Tüm milletimizin 23 Nisan Ulusal Egemenlik ve Çocuk Bayramı’nı kutluyorum.
Bu bayram sadece bizlerin değil tüm dünya uluslarının bağımsızlığa, milli egemenliğe inancının vücut bulmuş halidir.
Gazi Mustafa Kemal Atatürk’ün önderliğinde, 23 Nisan 1920’de kurulan Türkiye Büyük Millet Meclisi (TBMM), milli mücadelemizin kurtuluşa giden yolda ki en önemli karargahı olmuştur.
Milli iradenin temsil organı, egemenliğimizin simgesi olan Meclisimizin 104’üncü yılı bizlere ve tüm dünyaya umut vermektedir!
İnsanlığı muasır medeniyet seviyesine taşıma yüklülüğümüz ile çocuklarımıza sahip olduğumuz bağımsızlığı, özgürlüğün değerini önemini daha iyi anlatabilme gayretinde olmalıyız…
Sadece kendi gelecekleri için değil daha yaşanabilir eşit, adil ve hakça, insanca bir düzen için mücadele etmek gerektiği bilincini aşılayabilmeliyiz.
İlim, irfan ve de ahlak sahibi gelecek nesiller için bugünden elimizi taşın altına koymalıyız!

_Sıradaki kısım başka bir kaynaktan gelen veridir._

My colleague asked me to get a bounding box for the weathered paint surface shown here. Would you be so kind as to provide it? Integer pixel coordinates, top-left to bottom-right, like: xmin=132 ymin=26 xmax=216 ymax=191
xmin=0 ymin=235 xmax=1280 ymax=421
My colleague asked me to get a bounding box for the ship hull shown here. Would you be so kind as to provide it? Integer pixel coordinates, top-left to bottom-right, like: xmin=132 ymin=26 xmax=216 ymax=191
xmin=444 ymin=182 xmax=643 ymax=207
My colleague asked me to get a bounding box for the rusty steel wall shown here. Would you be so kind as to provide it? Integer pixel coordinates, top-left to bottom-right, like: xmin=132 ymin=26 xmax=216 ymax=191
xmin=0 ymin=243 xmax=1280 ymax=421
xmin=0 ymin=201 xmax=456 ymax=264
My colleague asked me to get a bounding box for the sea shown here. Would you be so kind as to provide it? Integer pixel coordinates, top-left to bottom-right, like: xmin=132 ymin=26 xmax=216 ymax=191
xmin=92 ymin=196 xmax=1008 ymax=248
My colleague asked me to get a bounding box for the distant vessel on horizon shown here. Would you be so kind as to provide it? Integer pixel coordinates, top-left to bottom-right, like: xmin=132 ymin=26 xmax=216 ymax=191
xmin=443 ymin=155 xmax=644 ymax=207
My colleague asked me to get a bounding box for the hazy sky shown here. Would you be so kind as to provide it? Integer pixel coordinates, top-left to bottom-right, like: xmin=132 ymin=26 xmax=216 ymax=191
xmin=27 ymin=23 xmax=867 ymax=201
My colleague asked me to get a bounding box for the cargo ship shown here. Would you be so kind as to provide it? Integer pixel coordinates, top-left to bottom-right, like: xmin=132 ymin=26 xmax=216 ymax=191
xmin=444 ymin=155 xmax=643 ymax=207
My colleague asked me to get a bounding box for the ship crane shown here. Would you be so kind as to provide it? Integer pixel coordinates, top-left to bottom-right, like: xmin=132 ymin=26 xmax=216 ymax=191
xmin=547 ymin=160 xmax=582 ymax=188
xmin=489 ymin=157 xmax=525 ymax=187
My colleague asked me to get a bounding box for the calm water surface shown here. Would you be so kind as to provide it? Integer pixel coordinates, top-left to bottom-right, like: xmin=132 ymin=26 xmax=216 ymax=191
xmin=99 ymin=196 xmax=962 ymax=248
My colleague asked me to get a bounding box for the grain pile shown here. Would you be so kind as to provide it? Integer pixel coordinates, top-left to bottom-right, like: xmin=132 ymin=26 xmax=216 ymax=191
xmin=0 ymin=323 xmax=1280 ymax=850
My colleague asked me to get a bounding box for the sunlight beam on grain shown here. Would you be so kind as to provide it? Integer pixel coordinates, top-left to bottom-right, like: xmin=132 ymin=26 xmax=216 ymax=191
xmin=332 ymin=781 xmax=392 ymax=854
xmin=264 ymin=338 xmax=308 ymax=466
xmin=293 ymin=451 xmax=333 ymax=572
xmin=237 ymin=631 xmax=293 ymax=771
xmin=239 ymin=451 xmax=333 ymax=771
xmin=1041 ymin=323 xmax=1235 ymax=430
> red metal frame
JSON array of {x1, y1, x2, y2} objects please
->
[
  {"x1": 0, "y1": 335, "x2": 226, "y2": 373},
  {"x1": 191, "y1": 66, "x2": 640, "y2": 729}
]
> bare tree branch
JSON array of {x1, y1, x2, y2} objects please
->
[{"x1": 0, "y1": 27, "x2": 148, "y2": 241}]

Sadece kendi çocuklarımızı en iyi şekilde yaşatmak, okutmak, geliştirmek aslında kendi çocuklarımıza da kötülük yapmamız anlamına gelir!
En iyi şartlarda yetiştirip büyüttüğünüz çocuklarımızın sistemin modern kölesi haline gelmiş yığınlara dönüşmesine izin vermemeliyiz!
İyi insan, ahlak sahibi, dürüst çocuklarımızın kaos, savaş, çatışmaya kurban gitmesine izin vermemeliyiz!
Zorbalıkla, zalimce, hakkı yenerek, şiddete maruz bırakılarak yaşamdan koparılmasına izin vermemeliyiz!
Bunun için topyekün hepimiz tüm çocukları daha iyi bir geleceğe hazırlamalıyız!...
UNİCEF’in Türkiye Çocuk Araştırması 2022 Raporuna göre; Anneleri/temel bakım verenleri tarafından peynir ve yoğurt gibi hayvan sütünden yapılan yiyecekleri her gün tükettiği belirtilen 6 aylık ve daha yukarı yaştaki çocukların oranı %57,8 oldu.
YANİ ÇOCUKLARI SAĞLIKLI BESLEMEKTE EKSİĞİZ!
Rapora göre; Anneleri/temel bakım verenleri tarafından ayda en az birkaç kez diğer çocuklar tarafından zorbalığa maruz kaldığı belirtilen 6-17 yaş grubundaki çocukların oranı %13,8 oldu.
YANİ ÇOCUKLARI KORUYAMIYORUZ!
Son bir hafta içinde en az bir gün, günde en az bir saat yapılan sportif faaliyetler incelendiğinde, anneleri/temel bakım verenleri tarafından 4-17 yaş grubundaki çocukların %14,1'inin yürüyüş/koşu yaptığı, %7,6'sının futbol oynadığı, %4,0'ünün bisiklet sürdüğü, %1,8'inin voleybol oynadığı, %1,5'inin basketbol oynadığı, %5,8'inin ise diğer sportif faaliyetleri yaptığı görüldü.
YANİ ÇOCUKLARI SPORTİF FAALİYETLERE YÖNLENDİREMİYORUZ!
Rapor uzun, değinilecek eksik çok… Ama şunu biliyoruz ki Türkiye’de çocuk hakları, ihtiyaçları, gereksinimleri için üretilmesi, hayata geçirilmesi gereken politikalarda çok ciddi bir açık var!
Oysa lafa geldiğinde her şey onlar için…
Ama artık MIŞ gibi yapmaktan fazlasına ihtiyaç var!